Este chico es Mario, y su acompañante sólo la credencial de éxito que cosecha entre las cucarachas que desee. La primera visión que tuve de él fue una madrugada de hacía aproximadamente un año, entrando en una casa ajena más por comodidad que por deseo. Él yacía en el sofá frente a la cama, únicamente vestido con sus anchos calzoncillos blancos. Los haces de luces de la calle paseaban sobre su cuerpo y resaltaban el vello que emergía por encima de la línea que formaba el slip en su abdomen. Su brazo, doblado y tenso sobre el que dejaba reposar su rizada cabeza ligeramente ladeada, dibujaba una elipsis perfecta cual San Sebastián indefenso y poderosamente sexual. Esa imagen podría haber sido irreverente y escandalosa en una revista erótica, fotografía tan prohibitiva como codiciada. Él era totalmente consciente del deseo generalizado que provocaba tan sólo con su presencia. Lo que yo no sabía hasta pocos días antes era lo reciproco de esa codicia, pero nunca quise otorgarle a dicha información más importancia de la que merece la prensa rosa. Haciendo un acto de demostración de poder, no sé si hacia el resto o hacia sí mismo, se deshizo de su acompañante pidiéndole su número de teléfono y asegurándole que le llamaría, dejando claro una vez más, que él decide cómo, cuándo y dónde. Nadie podría negarse a concederle un conjunto de números aun cuando ese cese significara también la sublimación a un algo mucho más poderoso que la conciencia: el sexo.

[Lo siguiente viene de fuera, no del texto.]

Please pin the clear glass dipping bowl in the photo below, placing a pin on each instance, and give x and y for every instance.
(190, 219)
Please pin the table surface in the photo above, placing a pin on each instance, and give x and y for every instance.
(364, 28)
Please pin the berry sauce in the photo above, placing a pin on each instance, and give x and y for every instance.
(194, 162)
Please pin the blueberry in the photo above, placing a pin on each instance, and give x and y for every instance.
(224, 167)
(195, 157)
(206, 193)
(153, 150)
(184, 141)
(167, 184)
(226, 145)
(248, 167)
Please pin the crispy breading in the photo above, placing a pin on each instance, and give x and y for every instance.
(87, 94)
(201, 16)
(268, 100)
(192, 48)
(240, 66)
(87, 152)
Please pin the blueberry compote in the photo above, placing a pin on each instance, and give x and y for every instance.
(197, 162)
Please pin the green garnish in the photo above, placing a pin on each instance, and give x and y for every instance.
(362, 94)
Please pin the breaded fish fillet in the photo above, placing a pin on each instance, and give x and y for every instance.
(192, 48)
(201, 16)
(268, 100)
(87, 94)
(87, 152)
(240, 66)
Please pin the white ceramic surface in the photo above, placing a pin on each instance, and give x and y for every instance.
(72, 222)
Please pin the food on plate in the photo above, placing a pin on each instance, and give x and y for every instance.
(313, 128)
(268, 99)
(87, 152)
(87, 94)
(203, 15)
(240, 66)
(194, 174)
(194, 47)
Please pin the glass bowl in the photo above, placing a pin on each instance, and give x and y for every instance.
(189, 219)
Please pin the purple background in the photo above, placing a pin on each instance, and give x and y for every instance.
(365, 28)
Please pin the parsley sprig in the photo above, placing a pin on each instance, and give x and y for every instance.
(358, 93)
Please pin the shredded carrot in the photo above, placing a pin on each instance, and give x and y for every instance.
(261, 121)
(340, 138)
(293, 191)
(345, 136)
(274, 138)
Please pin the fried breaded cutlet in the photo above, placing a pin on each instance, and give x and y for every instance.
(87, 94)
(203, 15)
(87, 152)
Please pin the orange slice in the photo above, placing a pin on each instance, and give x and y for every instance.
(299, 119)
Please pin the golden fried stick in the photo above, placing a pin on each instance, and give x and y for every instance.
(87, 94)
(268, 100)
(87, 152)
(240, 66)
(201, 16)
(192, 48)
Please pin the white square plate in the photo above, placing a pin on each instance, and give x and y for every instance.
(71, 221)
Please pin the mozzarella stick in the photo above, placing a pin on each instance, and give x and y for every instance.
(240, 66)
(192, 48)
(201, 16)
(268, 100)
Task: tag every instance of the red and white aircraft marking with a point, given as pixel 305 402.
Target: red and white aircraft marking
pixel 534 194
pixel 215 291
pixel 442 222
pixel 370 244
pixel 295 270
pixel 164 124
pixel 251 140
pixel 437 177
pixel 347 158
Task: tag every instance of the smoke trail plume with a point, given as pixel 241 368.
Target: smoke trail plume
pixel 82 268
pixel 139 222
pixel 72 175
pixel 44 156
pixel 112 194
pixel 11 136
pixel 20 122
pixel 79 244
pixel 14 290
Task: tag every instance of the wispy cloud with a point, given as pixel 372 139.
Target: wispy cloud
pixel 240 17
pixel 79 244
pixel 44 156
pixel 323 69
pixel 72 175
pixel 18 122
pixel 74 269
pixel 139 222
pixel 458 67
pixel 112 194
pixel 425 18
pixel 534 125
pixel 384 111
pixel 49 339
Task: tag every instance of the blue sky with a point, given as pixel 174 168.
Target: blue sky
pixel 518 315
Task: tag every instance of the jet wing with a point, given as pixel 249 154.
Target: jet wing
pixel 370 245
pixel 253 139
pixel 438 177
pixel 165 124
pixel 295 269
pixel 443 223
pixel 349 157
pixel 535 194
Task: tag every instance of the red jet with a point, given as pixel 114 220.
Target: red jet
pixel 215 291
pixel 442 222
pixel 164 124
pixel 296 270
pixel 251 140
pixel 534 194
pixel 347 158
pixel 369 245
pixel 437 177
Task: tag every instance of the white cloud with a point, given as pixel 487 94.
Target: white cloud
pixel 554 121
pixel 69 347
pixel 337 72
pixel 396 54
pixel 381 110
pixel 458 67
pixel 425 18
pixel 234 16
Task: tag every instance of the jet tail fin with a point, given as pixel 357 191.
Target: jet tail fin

Y yo aceptaba, totalmente consciente, la rendición de mi conciencia.
 

La lengua de Mario se pasea sobre los labios de su acompañante a modo de despedida. Observo y callo un instante hasta que el acompañante desaparece engullido por la masa que nos rodea. Entonces, mirando a Mario, rompo a reír un diluvio de risa que le inunda también, y digo realmente excitado:
- La risa es un milagro.
- Claro que sí –responde. Me coge de la mano sin dejar de sonreírme-. Vamos al baño.
Levanto la mano en un intento de aviso prudencial a Víctor arrastrado por Mario violando cualquier norma de educación y comportamiento hasta colarnos en la sala hacedora de rayas. Una vez dentro atranca la puerta con su pié y me empuja con demasiado ímpetu hasta sentarme sobre el excusado y suelto una exclamación, mezcla de susto y complacencia, que casi me obliga a pedirle excusas. Sin embargo, cuando se da la vuelta para mirarme su cara me dice que no pasa nada.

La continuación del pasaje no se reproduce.